Or is it more simply the ability to allow any of its children to achieve whatever they may set their heart upon irrespective of their race or gender?

I’ve been asking myself these questions because, for some weeks now, I have been paying close attention to the emerging phenomenon that is Nikki Haley.

Most of you will not have heard of Nikki Haley. That’s not your fault. Neither had I until I came across an article written by Nikki Haley in the Wall Street Journal berating US President Barack Obama for not speaking his mind on a looming battle between Boeing and its labour unions. The article was well-written and its views resonated with mine.

So let me give you some background. Nikki Haley is the governor of the state of South Carolina, elected to that office in last year’s general election and assuming office on 12 January 2011. In so doing, she became, at age 39, the youngest governor in the country, the first woman to be elected governor of that state, and the first non-white to be elected governor of that state.

Now you might wonder why I say “non-white” instead of “black” or “Hispanic” which would be the normal alternatives in the American south. The answer is that she is neither. Haley was born Nimrata Randhawa. Her parents, Dr Ajit Singh and Raj Kaur Randhawa, are immigrants from Punjab, India.

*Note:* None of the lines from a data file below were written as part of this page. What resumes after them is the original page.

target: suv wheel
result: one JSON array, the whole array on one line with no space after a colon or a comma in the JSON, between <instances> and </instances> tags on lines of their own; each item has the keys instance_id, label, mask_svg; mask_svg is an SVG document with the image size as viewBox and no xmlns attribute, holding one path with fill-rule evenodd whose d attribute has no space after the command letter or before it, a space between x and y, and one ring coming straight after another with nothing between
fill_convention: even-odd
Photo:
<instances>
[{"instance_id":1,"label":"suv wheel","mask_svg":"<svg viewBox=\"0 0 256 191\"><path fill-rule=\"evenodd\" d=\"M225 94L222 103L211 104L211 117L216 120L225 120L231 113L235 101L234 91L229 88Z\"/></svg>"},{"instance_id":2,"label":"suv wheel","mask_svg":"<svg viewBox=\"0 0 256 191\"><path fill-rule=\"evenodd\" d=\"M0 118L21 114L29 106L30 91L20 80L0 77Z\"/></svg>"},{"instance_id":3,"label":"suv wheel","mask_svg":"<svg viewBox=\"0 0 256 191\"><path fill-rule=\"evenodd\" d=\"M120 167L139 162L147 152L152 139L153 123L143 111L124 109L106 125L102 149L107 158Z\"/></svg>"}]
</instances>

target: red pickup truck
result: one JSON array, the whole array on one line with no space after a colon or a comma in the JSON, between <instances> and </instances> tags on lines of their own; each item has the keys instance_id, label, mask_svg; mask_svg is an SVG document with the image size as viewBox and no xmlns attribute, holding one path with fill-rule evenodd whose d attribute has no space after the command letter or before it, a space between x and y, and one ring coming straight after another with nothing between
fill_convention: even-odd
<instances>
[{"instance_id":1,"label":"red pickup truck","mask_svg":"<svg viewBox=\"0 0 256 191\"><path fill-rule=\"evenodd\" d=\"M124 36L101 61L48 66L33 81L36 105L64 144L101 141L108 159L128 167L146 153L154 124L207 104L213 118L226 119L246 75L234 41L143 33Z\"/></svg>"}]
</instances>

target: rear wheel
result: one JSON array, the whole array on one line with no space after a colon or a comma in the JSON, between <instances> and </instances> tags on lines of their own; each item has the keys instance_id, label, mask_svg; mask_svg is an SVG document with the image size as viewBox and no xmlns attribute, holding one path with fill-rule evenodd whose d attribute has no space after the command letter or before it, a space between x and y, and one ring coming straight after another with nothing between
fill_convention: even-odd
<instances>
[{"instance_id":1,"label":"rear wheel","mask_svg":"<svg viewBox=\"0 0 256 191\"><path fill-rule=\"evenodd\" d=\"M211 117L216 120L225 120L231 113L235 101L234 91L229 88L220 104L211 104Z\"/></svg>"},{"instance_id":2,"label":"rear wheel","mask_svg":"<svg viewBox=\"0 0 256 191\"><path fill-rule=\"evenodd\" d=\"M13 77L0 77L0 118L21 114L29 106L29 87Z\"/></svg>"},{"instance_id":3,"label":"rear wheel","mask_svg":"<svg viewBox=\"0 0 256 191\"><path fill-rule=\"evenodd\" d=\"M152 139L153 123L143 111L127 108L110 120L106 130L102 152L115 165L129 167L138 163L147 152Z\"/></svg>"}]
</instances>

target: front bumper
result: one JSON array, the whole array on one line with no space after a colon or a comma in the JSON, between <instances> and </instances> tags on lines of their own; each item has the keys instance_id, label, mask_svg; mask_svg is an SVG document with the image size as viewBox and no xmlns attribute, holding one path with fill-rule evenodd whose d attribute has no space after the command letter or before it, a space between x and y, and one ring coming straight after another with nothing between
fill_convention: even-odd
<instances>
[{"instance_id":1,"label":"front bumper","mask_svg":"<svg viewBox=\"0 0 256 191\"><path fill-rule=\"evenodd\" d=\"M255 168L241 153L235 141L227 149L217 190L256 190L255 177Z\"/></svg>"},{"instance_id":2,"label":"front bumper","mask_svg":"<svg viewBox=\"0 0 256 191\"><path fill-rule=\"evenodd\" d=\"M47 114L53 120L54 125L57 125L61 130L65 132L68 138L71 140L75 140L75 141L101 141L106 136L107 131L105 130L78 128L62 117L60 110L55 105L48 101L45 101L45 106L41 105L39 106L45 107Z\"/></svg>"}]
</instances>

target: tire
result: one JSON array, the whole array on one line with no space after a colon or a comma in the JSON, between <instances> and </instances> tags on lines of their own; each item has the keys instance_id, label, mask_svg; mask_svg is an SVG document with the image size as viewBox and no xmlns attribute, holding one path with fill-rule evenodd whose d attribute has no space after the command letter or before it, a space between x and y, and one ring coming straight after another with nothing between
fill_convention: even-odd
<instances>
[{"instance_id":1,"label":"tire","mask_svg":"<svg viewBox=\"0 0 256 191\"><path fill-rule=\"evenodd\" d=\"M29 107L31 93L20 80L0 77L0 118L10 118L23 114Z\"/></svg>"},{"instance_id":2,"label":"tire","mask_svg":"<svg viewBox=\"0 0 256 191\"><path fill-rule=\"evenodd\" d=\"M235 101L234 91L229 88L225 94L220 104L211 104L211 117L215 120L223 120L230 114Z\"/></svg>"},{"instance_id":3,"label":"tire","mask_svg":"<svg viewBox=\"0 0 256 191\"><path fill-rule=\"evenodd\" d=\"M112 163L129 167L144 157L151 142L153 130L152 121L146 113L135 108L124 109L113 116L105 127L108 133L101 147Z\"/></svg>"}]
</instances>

She said in an interview: “My parents came here from Amritsar, India — my father with a Ph.D. and my mother with a law degree — to travel the country and see the United States. They made the decision to leave a great life in India and start over here, because they saw the opportunities that would be available to their children.

“We learned the value of hard work and the meaning of self discipline, working in the store. We learned that rewards don't come without sacrifices, and that if you do a job, you do it right or you don't do it at all.”

Haley was elected on a Republican ticket with endorsement from the conservative Tea Party movement. Since taking office, she has bulldozed government expenditure and turned down offers of financial assistance from national government, insisting that the state needs to live within its means.

She also signed into law a bill clamping down on illegal immigration: “As the proud daughter of immigrants, who taught us everyday how blessed we are to live here, I want to say that South Carolina welcomes people, and we love the fact that this state is made up of many different types of people. But we also appreciate that those people, like my parents, put in their time and came here the right way — they came here legally.”

But here’s the kicker: before Haley’s election, the youngest governor in the US was the governor of Louisiana who was born seven months before Haley. His name is Piyush Jindal, more commonly known as Bobby Jindal. And he too, is the child of Indian immigrants.

And that, to my mind, is what makes the United States a great country — it’s the fact that Barack Obama, Nikki Haley, and Bobby Jindal, with parents born outside the country, still have the ability to reach extraordinary heights.

So I find myself asking here in South Africa, the land of my birth, whether it would be possible for a child of immigrants to transcend being viewed as an outsider and aspire to the highest offices of the land? And if not, can we call ourselves a great nation?

Watch Nikki Haley carefully. If she doesn’t crash spectacularly from trying to do too much too soon, she could become the US’s first woman president.